Cloetta’s primary loan financing is composed of a credit agreement with Svenska Handelsbanken AB (publ) which is a facility of a total of SEK 2.3 billion as of 31 December 2013 and issued senior secured notes for a total amount of SEK 1.0 billion as of 31 December 2013.
In addition to the used credit facility of a total of SEK 2.3 billion, Cloetta has access to an unused overdraft facility of approximately SEK 0.6 billion as per 31 December 2013. The credit agreement with Svenska Handelsbanken AB (publ) expires during 2017 and the senior secured notes expire during 2018. Under the credit agreement, Cloetta is subject to certain covenants and dividend restrictions described in summary below.

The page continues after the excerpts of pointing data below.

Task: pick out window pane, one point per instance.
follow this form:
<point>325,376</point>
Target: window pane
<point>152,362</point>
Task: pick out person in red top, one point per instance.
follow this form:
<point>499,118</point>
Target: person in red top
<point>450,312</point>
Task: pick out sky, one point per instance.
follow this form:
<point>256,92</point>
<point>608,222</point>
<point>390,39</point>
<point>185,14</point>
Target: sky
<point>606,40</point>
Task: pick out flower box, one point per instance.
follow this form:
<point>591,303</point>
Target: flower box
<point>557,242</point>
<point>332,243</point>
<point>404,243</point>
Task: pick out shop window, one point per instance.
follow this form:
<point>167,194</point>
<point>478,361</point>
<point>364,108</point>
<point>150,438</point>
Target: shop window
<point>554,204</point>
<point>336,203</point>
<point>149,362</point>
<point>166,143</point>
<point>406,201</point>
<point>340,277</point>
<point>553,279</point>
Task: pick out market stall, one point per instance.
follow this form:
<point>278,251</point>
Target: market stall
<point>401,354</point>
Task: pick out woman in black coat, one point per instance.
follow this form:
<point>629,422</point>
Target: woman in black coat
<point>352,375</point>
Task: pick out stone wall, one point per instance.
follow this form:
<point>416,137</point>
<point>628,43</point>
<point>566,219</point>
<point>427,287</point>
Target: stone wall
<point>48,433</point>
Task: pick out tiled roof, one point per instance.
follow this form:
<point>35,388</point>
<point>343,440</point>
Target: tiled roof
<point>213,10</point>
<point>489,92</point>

- Cloetta has a long-term goal for indebtedness equivalent to a net debt/EBITDA ratio of around 2.5 x.
- The credit agreement contains some covenants covering net debt/EBITDA, interest coverage ratio and equity/assets ratio and will be reviewed on a quarterly basis. The bank financing agreement provides for additional headroom to covenants.
- The interest margins stipulated by the credit agreement have been set according to a ratchet scale based on Cloetta’s net debt/EBITDA ratio. The effective interest rate per 31 December 2013 amounted to 3.75%.